Earlier assessments of the IHDP found that, at age 3, children who received early intervention services had significantly higher IQs and fewer behavior problems than those who had not received the services. By age 8, the advantages persisted, although at a more modest level and only among the heavier low-birthweight children.
Between 2001 and 2005, researchers from the Harvard School of Public Health and their colleagues at Teachers College Columbia University conducted a follow-up study of adolescents who, as babies, had participated in the Infant Health and Development Program (IHDP), an early intervention program for low-birthweight, premature infants funded by the Robert Wood Johnson Foundation (RWJF).
The program, which began in 1982, is the first and—as of 2006—only multisite, randomized study of the effectiveness of a comprehensive early intervention program for low-birthweight, premature infants. It offered home visits, center-based education and family support.
This grant enabled researchers to contact 636 (64.6%) of the original 985 children in the study to determine whether the children (now age 18) still experienced any benefits from their participation in the early intervention services.

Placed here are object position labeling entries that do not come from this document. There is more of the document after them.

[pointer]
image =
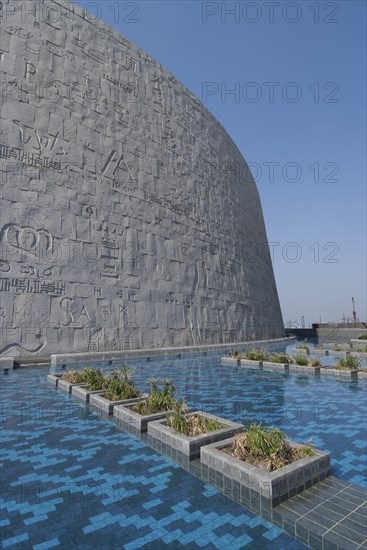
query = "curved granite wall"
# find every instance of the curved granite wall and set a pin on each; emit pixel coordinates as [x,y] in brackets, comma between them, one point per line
[129,217]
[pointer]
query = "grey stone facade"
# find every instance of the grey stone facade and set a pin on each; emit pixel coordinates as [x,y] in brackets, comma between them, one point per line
[129,219]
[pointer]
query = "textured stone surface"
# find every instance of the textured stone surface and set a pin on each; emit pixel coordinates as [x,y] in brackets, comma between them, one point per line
[106,405]
[138,422]
[130,219]
[6,363]
[275,486]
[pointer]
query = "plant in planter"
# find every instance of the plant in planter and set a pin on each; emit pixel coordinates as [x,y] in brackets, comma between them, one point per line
[262,461]
[301,360]
[304,361]
[257,355]
[193,425]
[303,346]
[74,376]
[350,362]
[282,358]
[93,378]
[161,398]
[120,385]
[267,448]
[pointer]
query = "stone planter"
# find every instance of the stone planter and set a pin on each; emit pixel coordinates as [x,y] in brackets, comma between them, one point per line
[67,386]
[107,406]
[340,373]
[138,422]
[281,367]
[248,363]
[83,393]
[302,369]
[54,379]
[274,487]
[190,446]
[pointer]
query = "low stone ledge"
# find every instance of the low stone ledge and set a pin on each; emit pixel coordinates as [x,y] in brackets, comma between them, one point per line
[230,360]
[6,363]
[72,358]
[270,365]
[139,423]
[108,406]
[304,369]
[190,446]
[54,379]
[251,364]
[340,373]
[83,393]
[275,486]
[66,386]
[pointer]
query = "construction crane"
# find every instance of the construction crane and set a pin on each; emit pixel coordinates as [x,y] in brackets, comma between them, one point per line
[354,312]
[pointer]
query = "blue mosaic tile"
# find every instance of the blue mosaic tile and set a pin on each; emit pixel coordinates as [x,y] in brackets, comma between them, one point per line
[73,479]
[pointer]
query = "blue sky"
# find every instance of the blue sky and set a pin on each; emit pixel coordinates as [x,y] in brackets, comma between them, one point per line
[298,115]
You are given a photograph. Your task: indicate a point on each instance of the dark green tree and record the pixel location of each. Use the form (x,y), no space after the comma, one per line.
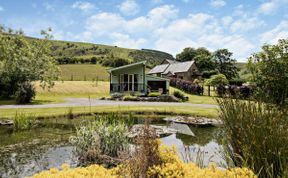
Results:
(202,57)
(269,69)
(225,64)
(24,61)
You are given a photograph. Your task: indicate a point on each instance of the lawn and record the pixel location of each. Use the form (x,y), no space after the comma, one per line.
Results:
(72,89)
(83,72)
(195,98)
(165,110)
(86,89)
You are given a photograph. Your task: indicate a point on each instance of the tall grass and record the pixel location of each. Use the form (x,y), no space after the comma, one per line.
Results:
(256,135)
(24,121)
(101,141)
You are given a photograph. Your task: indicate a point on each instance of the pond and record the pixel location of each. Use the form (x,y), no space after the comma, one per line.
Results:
(25,153)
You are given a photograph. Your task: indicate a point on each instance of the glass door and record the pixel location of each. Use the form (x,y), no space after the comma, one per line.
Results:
(131,82)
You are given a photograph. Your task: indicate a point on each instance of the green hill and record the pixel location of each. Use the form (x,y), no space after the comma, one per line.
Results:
(67,52)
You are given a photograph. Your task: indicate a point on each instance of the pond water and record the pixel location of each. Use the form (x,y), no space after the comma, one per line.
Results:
(25,153)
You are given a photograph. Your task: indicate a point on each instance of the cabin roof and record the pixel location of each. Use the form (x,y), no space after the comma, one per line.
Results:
(127,66)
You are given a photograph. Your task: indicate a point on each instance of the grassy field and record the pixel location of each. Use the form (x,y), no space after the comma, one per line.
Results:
(83,72)
(72,89)
(86,89)
(165,110)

At age 18, youth who had been in the subgroup of heavier low-birthweight infants (whose birthweights were close to normal) and who received early intervention services scored significantly higher on tests of math and cognitive ability than similar youth who had not received the services. They were also somewhat less likely to engage in risk-taking behavior.
Among 18-year olds who had been in the lighter low-birthweight subgroup as infants, there were no differences on any cognitive or behavioral measures between those who had received intervention services and those who had not.